Elizah Rayne is nothing like other fourteen-year-old girls. More interested in bird bones than people, she wraps herself in silence. Trying to escape the shadow of her gambler father, Elizah and her mother move into an old house that borders a cemetery. All her mother wants for them is to have "normal" lives. But that becomes impossible for Elizah when she finds a human jaw bone by the river and meets Nathaniel, a strangely hypnotic boy who draws Elizah into his dreamlike and mysterious world.
Only by forgetting everything she knows can Elizah understand the truth about Nathaniel - and discover an unimaginable secret. (book back blurb)

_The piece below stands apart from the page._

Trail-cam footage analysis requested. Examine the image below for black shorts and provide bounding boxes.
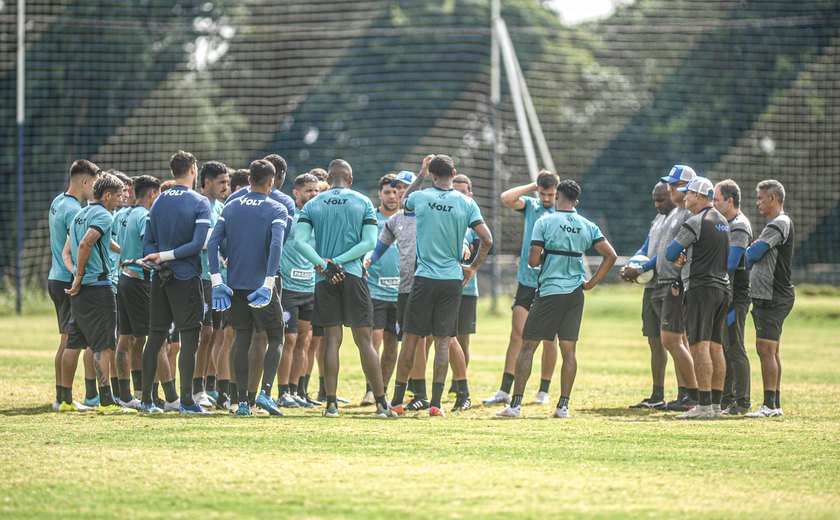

This is a ghost story. An awesome, awesome ghost story. I can't really say what it is that I loved about this book so much. Maybe because it was a ghost story unlike anything I've ever read. It wasn't scary but at the same time it was kind of creepy. They're not ghosts that haunt and torment but remind and maybe love. It was just so unique that I honestly want to read it again just to soak it in even more.
Elizah is a loner by nature, which some people just can't grasp the concept of. People think that because someone actually chooses to not want to interact with people that there's something inherently wrong with them. The guidance counselor that Elizah goes to feels this is the case and not only she but Elizah's mother forces social interaction on her in a gross attempt to make her "normal." I can kind of relate to Elizah simply because I'm a loner myself. Not quite to the extent she is but I am looked at oddly by some people because I choose not to go out and socialize. Not to say I don't have friends; I'm just horrendously picky of the company I keep and bar hopping every weekend is not only a waste of my money, it's just not my scene. I have better things to do. Like talk to the voices in my head.
My favorite aspect of the story was the imagery of Nathaniel's village. Just the way it was described your mind couldn't really picture it without it being coated in a cold mist, as if looking through an early morning lens. You could see what it looked like but at the same time it was never really clear. You knew it looked like that colonial reproduction village just down stream but it fades in and out of the shadows as the sun casts them through the trees. Or doesn't. It was just so gripping and ethereal, tangible and intangible at the same time. I wanted to go there and see it for myself and just hoped I'd be able to get back. It leaves you (or you leave it) with a sense that just maybe if you took the wrong turn, you might not make it back. It's not scary but it is unsettling.
The adults in this book irk the crap out of me. I kind of half understand the mother's situation because she was married to a degenerate gambler for so long that was so afraid of people coming after him for money that he forced his family into solitude. I get that. But at the end of the day she was really self-involved and didn't so much care about how Elizah felt but more how people would view her because of Elizah's "abnormal" actions. She really wasn't a likable character and I'm not sure if she was supposed to be. She's damaged, yes, but I was in Elizah's head with her in every conversation she had with her mother going, "yeah, it's all about you, isn't it?" I felt it. I don't think you even needed to be an objective third party to know that.
The rest of the adults were kind of stock characters, cookie-cutter cut-outs that were way too into normal. But maybe that was the point. Maybe this overwhelming sense of suburbanite normalcy that ran throughout the book was a means to overcompensate for what they previously lived through. Sure, Dirk was too into playing the father-figure role and took it on way too quickly, but maybe that was the point. He's normal. Elizah's mother wanted normal and fast. I guess it fits.
I loved how Elizah's father was often compared to the actions of a ghost, flitting in and out of someone's life, neither there or not. A presence more than anything tangible. It described him perfectly; except for how much of a creep he really was. Big creep.
Nathaniel is the best part. It's pretty obvious from the beginning just what he is, and it's pretty easy to make the connections once the character start talking about local legends and Indian lore but I don't think it was meant to be subtle. But what was was Elizah's and Nathaniel's inherent connection to each other. That was subtle and I really liked how in the background it was kept. The notion of past lives was barely even scratched but it was there enough to make you question what was going on in that entire situation. It left a whole different, and separate, story lingering at the end that you wished was filled in but you're left to use just your imagination.
It's a sad love story and a sad friendship story really. The only people Elizah connects with are those in the cemetery and really, being a loner isn't all it's cracked up to be. But somehow the entire situation is settling for her. She accepts it for what it is and while she wants to ask more of it, she doesn't because she knows she won't get it.
It's a story about a loner that isn't as much of a loner as she thought she was. It's a ghost story and a love story. A story of loss and healing. But really, it's just a great story.